I'm currently evaluating MKL11 to decide, if it should replace the older MKL6, that is used till now. I wrote a little console application to compare the FFT performance (for the moment just the computation time, not the numerical exactness), but the results rather suprised me, the MKL11 seems to be slower than MKL6.
The program runs 1100 FFTs with different lengths and measures the time. The attached plots show avg/min/max plots of 1100 loops (green). The red curves excluded the first 100 loops from the logging - no big difference there. The time is for each FFT calculation.
Plotting both average curves shows, that the MKL6 needs approximately half the time.
I was a bit surprised by these results - does anyone have experience on the FFT performance?

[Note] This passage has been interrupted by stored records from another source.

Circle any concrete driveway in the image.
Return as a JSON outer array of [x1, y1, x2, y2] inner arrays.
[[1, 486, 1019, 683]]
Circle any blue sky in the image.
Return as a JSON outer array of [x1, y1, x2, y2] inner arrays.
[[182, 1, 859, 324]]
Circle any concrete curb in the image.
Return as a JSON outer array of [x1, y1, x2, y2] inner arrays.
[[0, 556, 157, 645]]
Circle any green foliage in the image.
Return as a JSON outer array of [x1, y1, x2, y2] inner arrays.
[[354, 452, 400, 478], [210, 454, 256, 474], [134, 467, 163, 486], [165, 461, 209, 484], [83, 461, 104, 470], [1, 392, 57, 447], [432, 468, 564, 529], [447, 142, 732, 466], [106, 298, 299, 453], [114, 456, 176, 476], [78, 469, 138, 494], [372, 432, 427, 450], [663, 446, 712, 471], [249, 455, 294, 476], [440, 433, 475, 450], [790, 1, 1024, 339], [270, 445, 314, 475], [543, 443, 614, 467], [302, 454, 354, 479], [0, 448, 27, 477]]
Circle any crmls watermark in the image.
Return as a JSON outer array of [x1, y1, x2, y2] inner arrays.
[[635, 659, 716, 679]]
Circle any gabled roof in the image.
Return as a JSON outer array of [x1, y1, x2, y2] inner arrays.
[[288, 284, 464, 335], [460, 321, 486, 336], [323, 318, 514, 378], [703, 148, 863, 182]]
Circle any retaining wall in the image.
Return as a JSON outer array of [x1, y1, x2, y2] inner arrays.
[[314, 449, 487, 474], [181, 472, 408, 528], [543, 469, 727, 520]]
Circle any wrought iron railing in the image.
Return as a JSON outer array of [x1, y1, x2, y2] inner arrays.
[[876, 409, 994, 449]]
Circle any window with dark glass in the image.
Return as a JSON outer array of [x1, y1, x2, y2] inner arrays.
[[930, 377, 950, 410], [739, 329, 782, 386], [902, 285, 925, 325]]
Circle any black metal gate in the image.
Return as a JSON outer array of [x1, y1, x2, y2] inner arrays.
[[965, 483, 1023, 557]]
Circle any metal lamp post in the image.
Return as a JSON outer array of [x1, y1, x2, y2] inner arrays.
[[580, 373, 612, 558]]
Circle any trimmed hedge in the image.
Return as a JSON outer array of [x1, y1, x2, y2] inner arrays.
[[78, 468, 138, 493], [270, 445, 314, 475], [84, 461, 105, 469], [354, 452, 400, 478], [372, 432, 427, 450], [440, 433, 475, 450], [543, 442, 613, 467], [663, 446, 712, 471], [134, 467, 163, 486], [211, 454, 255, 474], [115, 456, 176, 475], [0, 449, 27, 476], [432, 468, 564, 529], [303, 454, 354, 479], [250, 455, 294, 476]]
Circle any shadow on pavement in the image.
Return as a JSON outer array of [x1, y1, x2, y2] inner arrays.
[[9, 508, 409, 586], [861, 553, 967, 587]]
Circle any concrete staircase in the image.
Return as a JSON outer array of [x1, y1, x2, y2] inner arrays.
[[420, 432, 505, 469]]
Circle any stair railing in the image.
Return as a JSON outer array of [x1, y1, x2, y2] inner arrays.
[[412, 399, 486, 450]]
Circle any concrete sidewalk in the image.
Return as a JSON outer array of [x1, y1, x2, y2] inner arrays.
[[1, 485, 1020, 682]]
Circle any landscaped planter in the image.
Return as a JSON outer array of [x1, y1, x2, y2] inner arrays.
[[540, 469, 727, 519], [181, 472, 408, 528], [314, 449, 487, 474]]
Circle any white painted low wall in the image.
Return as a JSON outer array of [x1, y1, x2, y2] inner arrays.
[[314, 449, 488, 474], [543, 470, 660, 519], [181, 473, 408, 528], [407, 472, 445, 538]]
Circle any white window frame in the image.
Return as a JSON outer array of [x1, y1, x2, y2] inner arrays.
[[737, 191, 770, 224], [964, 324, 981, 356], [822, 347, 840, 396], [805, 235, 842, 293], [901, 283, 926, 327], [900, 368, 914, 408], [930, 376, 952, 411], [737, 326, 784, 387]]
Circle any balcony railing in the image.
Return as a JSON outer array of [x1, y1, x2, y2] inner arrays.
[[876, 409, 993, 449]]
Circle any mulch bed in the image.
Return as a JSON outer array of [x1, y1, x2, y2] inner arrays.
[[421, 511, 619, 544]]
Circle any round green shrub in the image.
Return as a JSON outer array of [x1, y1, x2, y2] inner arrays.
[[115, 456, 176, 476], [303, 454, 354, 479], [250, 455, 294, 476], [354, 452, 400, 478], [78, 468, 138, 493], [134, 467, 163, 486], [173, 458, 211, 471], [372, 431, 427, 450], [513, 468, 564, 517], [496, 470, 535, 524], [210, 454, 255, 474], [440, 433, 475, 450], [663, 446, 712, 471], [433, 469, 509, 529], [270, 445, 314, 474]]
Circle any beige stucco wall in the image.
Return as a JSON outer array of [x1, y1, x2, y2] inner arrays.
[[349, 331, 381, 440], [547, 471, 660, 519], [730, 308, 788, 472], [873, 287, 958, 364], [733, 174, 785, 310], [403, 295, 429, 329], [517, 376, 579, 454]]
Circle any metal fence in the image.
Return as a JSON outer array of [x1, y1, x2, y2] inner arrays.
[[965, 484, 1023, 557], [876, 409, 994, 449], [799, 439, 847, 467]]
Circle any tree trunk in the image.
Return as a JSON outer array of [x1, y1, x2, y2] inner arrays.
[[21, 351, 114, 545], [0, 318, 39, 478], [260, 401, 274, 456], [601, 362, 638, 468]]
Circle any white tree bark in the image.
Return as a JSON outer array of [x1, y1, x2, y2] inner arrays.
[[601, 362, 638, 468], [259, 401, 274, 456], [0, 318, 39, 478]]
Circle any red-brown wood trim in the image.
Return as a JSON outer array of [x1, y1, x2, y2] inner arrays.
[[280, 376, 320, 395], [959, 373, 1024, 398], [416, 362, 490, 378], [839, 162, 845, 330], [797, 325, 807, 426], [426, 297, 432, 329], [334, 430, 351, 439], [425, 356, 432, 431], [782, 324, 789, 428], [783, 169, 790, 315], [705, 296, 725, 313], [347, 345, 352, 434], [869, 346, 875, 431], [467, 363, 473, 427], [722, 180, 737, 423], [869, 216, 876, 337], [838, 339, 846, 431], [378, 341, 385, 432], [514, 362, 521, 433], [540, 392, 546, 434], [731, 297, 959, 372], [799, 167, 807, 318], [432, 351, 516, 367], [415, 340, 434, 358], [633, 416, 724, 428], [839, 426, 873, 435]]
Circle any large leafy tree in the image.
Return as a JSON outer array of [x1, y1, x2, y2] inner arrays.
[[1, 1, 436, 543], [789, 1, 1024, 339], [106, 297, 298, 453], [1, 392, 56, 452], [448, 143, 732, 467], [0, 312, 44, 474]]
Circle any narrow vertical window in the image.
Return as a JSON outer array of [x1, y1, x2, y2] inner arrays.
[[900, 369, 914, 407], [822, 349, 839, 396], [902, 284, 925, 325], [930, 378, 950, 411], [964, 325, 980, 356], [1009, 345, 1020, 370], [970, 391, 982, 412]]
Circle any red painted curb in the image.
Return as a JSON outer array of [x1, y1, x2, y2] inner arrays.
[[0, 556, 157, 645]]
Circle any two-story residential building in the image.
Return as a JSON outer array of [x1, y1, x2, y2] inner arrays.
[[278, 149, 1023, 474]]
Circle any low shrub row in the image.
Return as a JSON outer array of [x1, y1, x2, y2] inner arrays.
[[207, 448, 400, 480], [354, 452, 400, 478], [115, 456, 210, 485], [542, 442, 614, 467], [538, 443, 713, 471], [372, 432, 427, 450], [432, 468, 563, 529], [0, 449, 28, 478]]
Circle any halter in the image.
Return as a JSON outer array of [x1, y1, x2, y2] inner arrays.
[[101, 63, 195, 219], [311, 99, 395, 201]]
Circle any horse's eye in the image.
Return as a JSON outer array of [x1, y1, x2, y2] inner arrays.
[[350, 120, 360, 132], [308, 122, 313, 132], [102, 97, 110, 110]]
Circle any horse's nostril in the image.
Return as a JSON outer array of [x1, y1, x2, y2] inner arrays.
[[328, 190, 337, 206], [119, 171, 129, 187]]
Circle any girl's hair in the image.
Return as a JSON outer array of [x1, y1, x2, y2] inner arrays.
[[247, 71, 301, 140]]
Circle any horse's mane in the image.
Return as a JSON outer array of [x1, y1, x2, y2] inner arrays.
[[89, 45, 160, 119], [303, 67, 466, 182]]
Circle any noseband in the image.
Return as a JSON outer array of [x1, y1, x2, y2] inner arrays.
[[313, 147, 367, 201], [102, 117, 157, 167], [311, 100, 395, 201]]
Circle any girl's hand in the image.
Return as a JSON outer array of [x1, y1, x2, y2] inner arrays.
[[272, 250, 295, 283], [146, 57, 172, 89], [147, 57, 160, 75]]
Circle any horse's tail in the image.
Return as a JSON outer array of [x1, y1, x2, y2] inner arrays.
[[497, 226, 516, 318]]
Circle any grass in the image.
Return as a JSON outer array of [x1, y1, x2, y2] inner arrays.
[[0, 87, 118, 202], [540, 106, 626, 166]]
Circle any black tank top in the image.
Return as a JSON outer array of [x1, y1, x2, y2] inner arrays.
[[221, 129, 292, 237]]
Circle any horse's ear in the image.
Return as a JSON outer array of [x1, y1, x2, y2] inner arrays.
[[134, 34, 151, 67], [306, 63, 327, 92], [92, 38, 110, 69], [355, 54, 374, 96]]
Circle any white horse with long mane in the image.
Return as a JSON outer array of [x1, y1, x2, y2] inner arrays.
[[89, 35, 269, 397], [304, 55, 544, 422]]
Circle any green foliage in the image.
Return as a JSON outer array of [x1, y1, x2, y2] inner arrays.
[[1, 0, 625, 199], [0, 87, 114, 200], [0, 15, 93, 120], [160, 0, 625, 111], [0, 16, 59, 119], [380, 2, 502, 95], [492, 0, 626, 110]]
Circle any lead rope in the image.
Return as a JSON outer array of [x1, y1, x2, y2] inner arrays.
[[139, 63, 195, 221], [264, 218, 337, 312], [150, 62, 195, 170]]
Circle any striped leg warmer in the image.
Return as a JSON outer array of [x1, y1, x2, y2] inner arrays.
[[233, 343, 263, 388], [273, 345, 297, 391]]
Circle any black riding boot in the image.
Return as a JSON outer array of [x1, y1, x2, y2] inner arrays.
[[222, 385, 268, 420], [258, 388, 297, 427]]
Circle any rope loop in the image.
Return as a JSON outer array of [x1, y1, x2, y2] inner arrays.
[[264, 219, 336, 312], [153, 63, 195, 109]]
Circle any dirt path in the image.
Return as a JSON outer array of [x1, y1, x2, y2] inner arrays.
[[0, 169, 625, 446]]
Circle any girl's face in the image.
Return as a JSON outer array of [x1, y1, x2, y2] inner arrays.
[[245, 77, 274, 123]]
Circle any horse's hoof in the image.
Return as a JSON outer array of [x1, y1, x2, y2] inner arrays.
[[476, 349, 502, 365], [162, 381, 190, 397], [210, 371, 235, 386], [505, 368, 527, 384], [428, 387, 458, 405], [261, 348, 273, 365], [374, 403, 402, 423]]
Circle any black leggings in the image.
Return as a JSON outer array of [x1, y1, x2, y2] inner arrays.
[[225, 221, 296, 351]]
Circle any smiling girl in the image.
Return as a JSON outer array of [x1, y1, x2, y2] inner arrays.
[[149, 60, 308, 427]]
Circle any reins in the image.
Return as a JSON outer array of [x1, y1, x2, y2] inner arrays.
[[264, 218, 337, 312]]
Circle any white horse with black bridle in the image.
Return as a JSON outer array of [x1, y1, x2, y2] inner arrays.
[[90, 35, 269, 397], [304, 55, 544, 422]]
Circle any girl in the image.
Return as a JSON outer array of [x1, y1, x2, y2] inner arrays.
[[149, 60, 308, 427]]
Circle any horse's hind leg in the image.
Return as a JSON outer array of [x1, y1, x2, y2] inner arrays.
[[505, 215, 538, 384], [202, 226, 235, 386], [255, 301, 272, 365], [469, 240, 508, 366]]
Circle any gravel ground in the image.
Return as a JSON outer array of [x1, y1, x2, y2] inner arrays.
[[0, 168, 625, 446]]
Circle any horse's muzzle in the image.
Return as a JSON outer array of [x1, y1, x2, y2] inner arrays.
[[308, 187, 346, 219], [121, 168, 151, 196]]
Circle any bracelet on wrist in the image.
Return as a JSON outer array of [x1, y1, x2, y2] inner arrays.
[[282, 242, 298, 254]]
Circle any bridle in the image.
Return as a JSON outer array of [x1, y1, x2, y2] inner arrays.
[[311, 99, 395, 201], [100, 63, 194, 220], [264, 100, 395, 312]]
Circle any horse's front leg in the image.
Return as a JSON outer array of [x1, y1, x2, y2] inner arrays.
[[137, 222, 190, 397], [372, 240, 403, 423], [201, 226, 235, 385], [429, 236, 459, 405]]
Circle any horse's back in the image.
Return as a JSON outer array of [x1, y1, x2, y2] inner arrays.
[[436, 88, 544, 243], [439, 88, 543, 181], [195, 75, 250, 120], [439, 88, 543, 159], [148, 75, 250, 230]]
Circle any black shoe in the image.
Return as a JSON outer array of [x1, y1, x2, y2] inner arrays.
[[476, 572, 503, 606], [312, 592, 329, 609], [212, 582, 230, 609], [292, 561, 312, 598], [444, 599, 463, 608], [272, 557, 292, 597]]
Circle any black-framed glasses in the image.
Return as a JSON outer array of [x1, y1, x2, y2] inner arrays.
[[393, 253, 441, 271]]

Another thing that keeps me wondering are the outliners in the MKL11, that don't occur that much with MKL6.
My testing code:
int FFT_Kernel_float(unsigned int Nfft, void* pIn, void* pOut)
DFTI_DESCRIPTOR_HANDLE hand = 0;
status = DftiCreateDescriptor(&hand, DFTI_SINGLE, DFTI_REAL, 1, Nfft);
status = DftiSetValue(hand, DFTI_PLACEMENT, DFTI_NOT_INPLACE);
status = DftiCommitDescriptor(hand);
status = DftiComputeForward(hand, pIn, pOut);
for (exp=exponent_start;exp<=exponent_stop;exp++) //2^4 to 2^20
Nfft = (unsigned int) pow(2.0,exp);
cxfTimeaxis[i] = ((float) i + 1.0) / fs;
cxfTimesig[i] = ((float)rnd.Get()/UINT_MAX)*2-1; //random signal
Time_all_min = 1e6;
Time_all_max = 0;
Time_firstexcl_min = 1e6;
Time_firstexcl_max = 0;
hpfcAllLoops.Start(); //start time for all loops
for (i=0;i<loops;i++) //loops = 1100
hpfcFirstExcluded.Start(); //start timer for loops after first excluded loops
hpfcIndividual.Start(); //start timer for single execution
status = FFT_Kernel_float(Nfft,cxfTimesig.ptr(), cxfFreqsig.ptr());
Time_individual = hpfcIndividual.Time();
if (i>=exclude_first_from_avg-1) //exclude_first_from_avg = 100
Time_firstexcl_max = max(Time_firstexcl_max,Time_individual);
Time_firstexcl_min = min(Time_firstexcl_min,Time_individual);
Time_all_max = max(Time_all_max,Time_individual);
Time_all_min = min(Time_all_min,Time_individual);
Time_all_tot = hpfcAllLoops.Time();
Time_firstexcl_tot = hpfcFirstExcluded.Time();
Time_firstexcl_avg = Time_firstexcl_tot / (double) (loops - exclude_first_from_avg);
Time_all_avg = Time_all_tot / (double) loops;
//log data here
Any opinions or experiences on this issue?Am I comparing apples and oranges?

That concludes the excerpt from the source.